What does any of this have to do with literacy? How will we know if we are being lied to? How do we know when to challenge an answer? Or even when to ask a question? How do we know what question to ask?

Had I not had the Kafkaesque experience of serving on the Detroit School Board under Emergency Management ( a public act which stripped all majority Black cities in Michigan of their right to govern themselves, giving all power to one person who had full immunity and no oversight- as in Flint, where the water was poisoned, in Benton Harbor where the public park was handed off to a developer, in Detroit, the Grand Bargain for Bankers took our water, our pensions, our Belle Isle, our libraries and schools and stripped them of all value and handed them back to us when "democracy was restored " and there was nothing left.


Had I not with my own eyes witnessed Governor Snyder lie to a Congressional Committee about the Flint water, lie to his counterpart /bankruptcy Judge Rhodes about Detroit Public Schools, I would not have known to challenge the closing of the libraries.


Bowen Branch will not be closed, according to an Instagram posting sent out by the Commission today.

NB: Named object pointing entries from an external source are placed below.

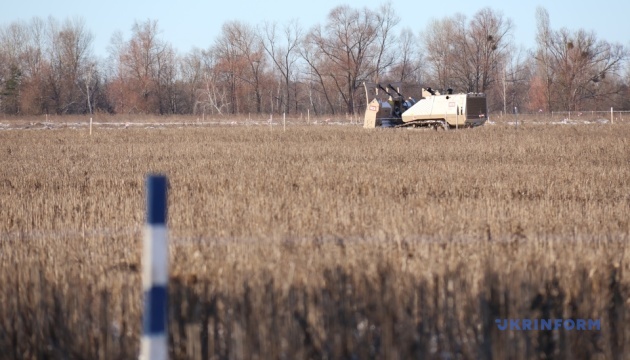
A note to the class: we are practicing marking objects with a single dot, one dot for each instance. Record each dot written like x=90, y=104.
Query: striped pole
x=155, y=272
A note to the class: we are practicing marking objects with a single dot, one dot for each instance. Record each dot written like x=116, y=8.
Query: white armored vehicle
x=431, y=110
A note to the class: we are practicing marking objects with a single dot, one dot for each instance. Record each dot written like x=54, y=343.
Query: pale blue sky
x=188, y=23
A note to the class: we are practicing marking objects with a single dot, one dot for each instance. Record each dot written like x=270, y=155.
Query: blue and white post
x=155, y=272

When certain voices urge caution about "sounding alarms," it's clear the alarm is late. When there is no accountability and no transparency and certain voices warn us not to respond to rumors, it's clear there is reason to be alarmed. After all, what else have we got to do when everyone is quarantined and there's nothing opened and so many people are furloughed. Why not raise hell? What do we have to lose? Or gain? Let's keep reading. Keep writing, Keep gathering and if you hear something, say something. Keep the pressure up so we don't lose our libraries.